ACF doesnot decay though it has passed ADF stationarity test

I am working on a time series with around 2500 data points. I have used the ADF test to check for the stationarity of the series, the series passed the test and results are shown below

But when I perform ACF and PACF test, there is slow decay of ACF (shown below) which means my time series is non-stationary. So do I have to difference the time series at this point to make it stationary?

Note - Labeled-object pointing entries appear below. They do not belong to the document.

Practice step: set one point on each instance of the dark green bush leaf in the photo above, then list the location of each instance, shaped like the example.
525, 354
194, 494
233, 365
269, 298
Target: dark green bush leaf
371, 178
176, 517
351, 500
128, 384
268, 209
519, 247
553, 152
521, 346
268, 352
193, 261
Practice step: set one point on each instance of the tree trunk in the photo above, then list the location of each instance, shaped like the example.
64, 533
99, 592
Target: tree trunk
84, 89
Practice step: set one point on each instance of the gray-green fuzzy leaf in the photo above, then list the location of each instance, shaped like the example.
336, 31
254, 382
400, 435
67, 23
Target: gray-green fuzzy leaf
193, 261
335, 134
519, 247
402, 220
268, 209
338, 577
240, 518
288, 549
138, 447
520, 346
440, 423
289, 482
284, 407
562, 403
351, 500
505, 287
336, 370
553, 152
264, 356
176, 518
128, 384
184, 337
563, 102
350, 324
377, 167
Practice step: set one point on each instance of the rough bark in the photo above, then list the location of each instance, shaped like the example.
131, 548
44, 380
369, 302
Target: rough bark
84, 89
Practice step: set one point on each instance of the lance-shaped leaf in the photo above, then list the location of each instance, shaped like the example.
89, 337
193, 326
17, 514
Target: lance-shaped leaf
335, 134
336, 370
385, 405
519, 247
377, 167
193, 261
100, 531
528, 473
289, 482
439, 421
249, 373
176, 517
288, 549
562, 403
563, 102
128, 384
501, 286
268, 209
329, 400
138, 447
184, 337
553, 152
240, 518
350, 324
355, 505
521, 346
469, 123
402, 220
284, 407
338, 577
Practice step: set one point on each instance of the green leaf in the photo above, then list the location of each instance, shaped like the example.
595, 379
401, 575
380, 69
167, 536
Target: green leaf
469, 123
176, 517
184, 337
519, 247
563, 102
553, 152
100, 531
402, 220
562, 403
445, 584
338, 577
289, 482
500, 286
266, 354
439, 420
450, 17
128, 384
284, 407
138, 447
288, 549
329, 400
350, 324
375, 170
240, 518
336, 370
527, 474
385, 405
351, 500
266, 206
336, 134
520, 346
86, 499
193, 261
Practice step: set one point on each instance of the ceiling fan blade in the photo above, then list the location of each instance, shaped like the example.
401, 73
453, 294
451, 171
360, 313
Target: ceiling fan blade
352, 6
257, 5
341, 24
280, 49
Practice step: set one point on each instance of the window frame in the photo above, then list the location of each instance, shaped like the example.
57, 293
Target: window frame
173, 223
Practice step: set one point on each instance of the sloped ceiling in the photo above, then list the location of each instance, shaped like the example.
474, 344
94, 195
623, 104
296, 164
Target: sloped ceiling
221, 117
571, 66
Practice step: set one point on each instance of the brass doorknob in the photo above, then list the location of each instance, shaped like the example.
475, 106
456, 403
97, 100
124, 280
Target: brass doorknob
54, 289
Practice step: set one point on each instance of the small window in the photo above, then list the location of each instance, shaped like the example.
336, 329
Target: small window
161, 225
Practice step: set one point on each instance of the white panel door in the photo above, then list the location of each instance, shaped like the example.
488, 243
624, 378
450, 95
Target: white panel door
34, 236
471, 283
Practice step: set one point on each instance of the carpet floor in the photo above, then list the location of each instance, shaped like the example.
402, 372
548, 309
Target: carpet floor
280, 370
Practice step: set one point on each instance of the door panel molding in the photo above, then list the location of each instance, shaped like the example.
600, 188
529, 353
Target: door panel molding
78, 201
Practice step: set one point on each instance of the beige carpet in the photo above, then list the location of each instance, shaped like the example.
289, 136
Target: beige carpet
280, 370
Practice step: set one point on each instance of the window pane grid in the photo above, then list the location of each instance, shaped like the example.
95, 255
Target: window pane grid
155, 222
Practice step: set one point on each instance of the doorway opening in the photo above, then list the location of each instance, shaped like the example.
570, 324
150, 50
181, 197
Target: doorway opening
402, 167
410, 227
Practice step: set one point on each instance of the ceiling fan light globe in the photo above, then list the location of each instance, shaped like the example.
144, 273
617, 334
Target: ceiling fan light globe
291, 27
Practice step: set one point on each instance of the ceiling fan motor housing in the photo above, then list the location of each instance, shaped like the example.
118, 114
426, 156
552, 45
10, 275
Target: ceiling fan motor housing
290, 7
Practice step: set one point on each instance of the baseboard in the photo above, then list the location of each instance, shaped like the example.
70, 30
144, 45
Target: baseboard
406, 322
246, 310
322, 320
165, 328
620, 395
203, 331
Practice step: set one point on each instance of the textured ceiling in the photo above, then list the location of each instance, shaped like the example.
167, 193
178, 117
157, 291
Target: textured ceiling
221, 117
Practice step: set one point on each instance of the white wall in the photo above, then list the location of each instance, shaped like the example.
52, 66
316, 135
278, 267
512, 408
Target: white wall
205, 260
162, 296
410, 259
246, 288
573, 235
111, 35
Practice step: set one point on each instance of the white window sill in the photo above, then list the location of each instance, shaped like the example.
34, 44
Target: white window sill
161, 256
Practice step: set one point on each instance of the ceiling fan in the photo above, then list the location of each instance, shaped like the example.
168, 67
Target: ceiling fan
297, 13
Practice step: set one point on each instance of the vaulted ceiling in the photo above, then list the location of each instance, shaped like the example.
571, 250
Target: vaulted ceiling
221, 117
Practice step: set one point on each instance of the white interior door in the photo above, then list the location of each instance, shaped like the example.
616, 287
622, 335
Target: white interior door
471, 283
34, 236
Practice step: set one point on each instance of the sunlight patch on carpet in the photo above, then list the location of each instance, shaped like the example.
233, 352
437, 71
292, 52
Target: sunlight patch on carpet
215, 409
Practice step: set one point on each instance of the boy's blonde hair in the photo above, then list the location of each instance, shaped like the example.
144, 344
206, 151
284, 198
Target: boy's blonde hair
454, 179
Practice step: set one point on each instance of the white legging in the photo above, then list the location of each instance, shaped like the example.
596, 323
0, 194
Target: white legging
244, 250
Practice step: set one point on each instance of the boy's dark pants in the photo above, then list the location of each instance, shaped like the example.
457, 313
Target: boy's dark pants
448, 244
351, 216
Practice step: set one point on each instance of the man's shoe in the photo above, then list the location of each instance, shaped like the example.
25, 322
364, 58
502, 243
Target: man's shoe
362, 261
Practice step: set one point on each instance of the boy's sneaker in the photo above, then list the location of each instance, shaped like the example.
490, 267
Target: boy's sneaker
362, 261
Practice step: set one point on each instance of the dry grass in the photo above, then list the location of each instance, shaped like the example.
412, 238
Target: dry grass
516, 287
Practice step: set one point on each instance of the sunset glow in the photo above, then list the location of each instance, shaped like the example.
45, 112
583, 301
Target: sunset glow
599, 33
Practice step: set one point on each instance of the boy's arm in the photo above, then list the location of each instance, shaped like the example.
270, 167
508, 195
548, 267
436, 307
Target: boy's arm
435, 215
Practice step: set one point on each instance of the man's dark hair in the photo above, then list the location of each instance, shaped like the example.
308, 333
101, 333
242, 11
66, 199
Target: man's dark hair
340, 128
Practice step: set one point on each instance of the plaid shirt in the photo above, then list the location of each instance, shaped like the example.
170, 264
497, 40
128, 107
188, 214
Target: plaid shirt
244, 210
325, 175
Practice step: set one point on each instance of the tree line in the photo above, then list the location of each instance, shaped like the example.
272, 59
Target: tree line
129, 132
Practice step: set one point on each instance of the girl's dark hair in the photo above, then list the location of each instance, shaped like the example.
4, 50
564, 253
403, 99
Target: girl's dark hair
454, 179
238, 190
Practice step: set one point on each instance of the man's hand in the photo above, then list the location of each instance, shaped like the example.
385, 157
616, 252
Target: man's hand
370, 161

• In what sense did your data "pass the test"? The output in the first image appears to show very strong evidence of non-stationarity. – whuber Jun 13 '19 at 16:59

Well, I am not 100% sure of what I am about to say, but I don't see why a slow decay in ACF implies non-stationarity, for example:

Let $$x_t:= 0.999*x_{t-1} + \epsilon_t$$ where $$\epsilon_t$$ follows a $$N(0,1)$$ distribution for every $$t$$ and $$\{\epsilon_t\}$$ presents no autocorrelations

$$\{x_t\}$$ is therefore a stationary series that will present high positive autocorrelations for a lot of lag values. It will eventually converge to $$0$$, but $$\rho_{1000} = 0.9999^{1000}$$ is still $$0.9$$

• So what 'q' value could be used for the ARMA(4,q) model considering the delayed convergence? – raginibm Jun 13 '19 at 19:05
• Well, it's complicated. Sometimes it's more of an art than a science. My approach would be to stay with the simplest valid model. One of the ways to check if a model is valid is taking the residual series and checking for its ACF/PACF. Ideally, they should show no autocorrelation – David Jun 13 '19 at 21:42
• When people say a "slow decay" in ACF implies non-stationarity, they mean "slower than exponential". It would be hard to tell the difference using the ACF estimated at the first 25 lags if the lag-1 autocorrelation were as high as 0.9999; but here it's only about 0.9, & should have decayed much quicker than this if the serieswere stationary. – Scortchi - Reinstate Monica Jun 14 '19 at 9:17
• @Scortchi That is true for a lag-1 process like an ARIMA(1,0,1), but there is no guarantee of that being the case. Real-life data often follows much complicated patterns – David Jun 14 '19 at 9:30
• All stationary ARMA($p,q$) models exhibit exponential decay (sometimes with sinusoidal oscillations) in either the ACF or PACF for lags after $\max(p,q)$. Anyway, if you've a stationary ARMA model you think would fit the patterns in the ACF & PACF of this series, why not describe it in your answer? – Scortchi - Reinstate Monica Jun 14 '19 at 13:04

See The difference between the three Augmented Dickey–Fuller test (none,drift, trend). Note that you're effectively performing a test of the hypothesis the de-trended series has a unit root ("Exogenous: Constant, Linear Trend"). A de-trended series with no unit root is quite consistent with the empirical auto-correlation functions you show if the deterministic linear trend is strong.